A study by Patrick et al. [50, 52••] enhanced genetic analysis by taking advantage of the new “exomechip” cohort with genome-wide coverage and the new imputation reference panels to conduct psoriasis sub-phenotype association analysis. Importantly, this study was able to increase the number of genotyped samples with genome-wide coverage (i.e., 2703 PsA and 2681 PsC samples compared with the 1946 PsA and 1363 PsC samples in a study by Stuart et al. [51, 53••]). Since there is only one genome-wide significant locus differentiating PsA vs PsC samples (i.e., the HLA-C in MHC), the authors investigated chromatin marks that are enriched among markers showing evidence of association when comparing PsA vs PsC. The results illustrated the enrichment of regulatory regions in immune cells, potentially driven by markers in the MHC, and in a follow-up study by the same group, they further demonstrated that non-MHC markers showing evidence of association (i.e., p < 1 × 10⁻⁴), when comparing PsA vs PsC, are significantly and specifically enriched with H3K27ac marks for osteoblasts, and those loci overlapping with chromatin marks encompass genes participating in the Wnt signaling pathway [32, 33••]. These biologically relevant results further hint that there are other genetic loci with modest effect sizes that differentiate PsA and PsC patients, and thus larger sample size is needed to differentiate them from false-positive results. Subsequently, the study by Patrick et al. [50, 52••] implemented a machine learning approach to provide risk assessment for PsA among psoriatic patients, taking into account the expected prevalence of ~30% for psoriatic patients. Interestingly, genome-wide coverage is able to achieve higher performance, further highlighting the potential roles from non-MHC loci to characterize psoriasis subtypes. Nevertheless, the authors discussed potential limitations in clinical application due to differences in demographic and population structures of different cohorts. Consequently, an optimized model is reusing samples that can represent the best patient population structure in question.

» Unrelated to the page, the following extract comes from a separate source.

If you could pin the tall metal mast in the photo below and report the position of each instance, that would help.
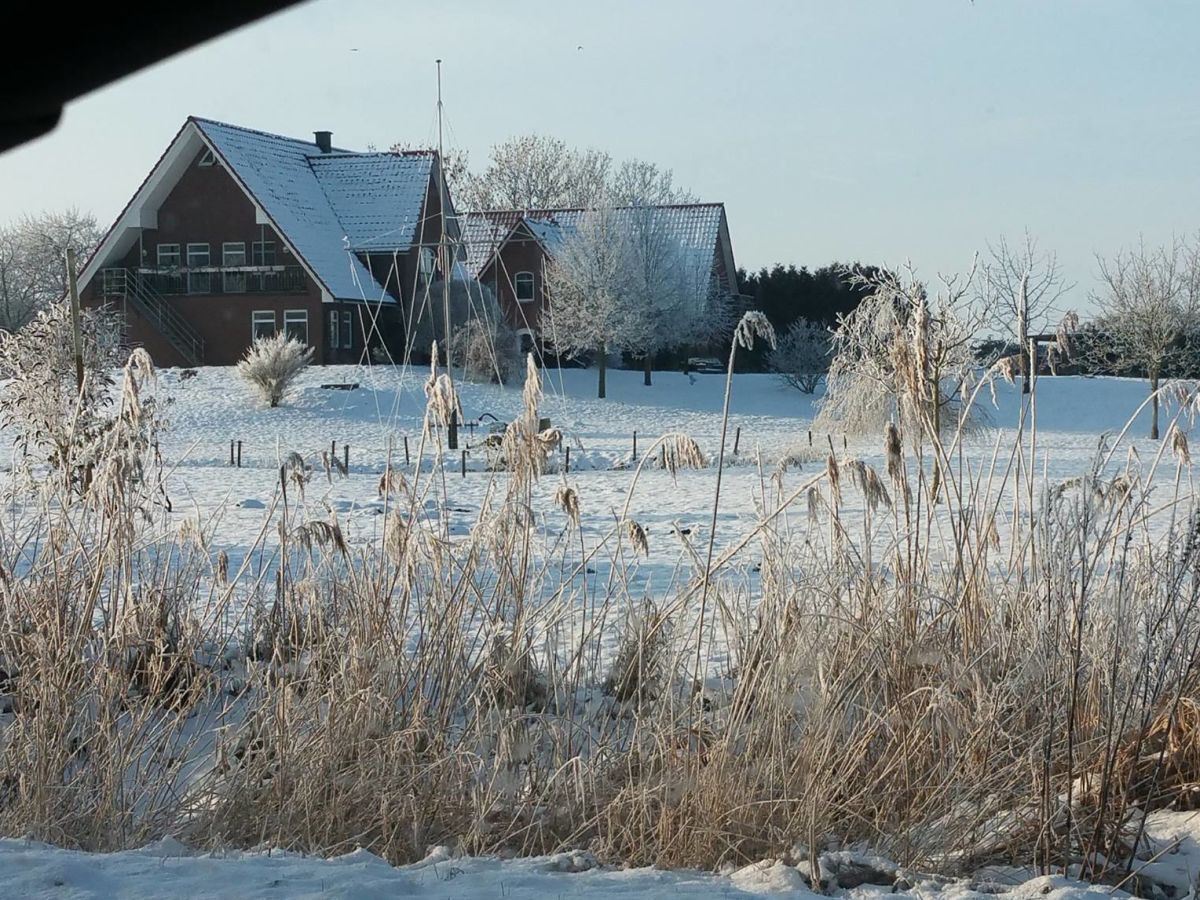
(447, 265)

Substantive progress has been made in the genetics of psoriatic disease over the last decade primary due to SNP-based large-scale association studies, as over 70 candidate loci have reached genome-wide statistical significance. Larger cohorts with detailed clinical and imaging phenotyping will likely lead to further candidate loci, particularly for well-defined subsets of psoriatic disease. These studies will be complemented by data derived from NGS of the whole exome and/or whole genome which will identify rare variants for multiplex families. In addition, integration and computational analysis can provide insight into functional relationships among identified variations and characterize novel signaling pathways. Differentially expressed genes via transcript profiling, micro-RNA, circulating RNA, and single-cell sequencing are presently a major area of focus, and we are eagerly awaiting results from these endeavors. Furthermore, concerted efforts are directed at epigenetic sites, including DNA methylation sites and open chromatin. Finally, combining genomics with additional omics, such as proteomics, metabolomics, and microbiomes, may further strengthen proposed function of new genomic findings. Thus, we are still at the early stages of interrogating the genetic basis of psoriatic disease, and the rapid emergence of affordable high-throughput technology, coupled with advances in big data analysis and integrative medicine, will likely lead to numerous novel candidates, some of which will hopefully lead to improved diagnosis, prognosis, and therapeutic response for psoriatic disease.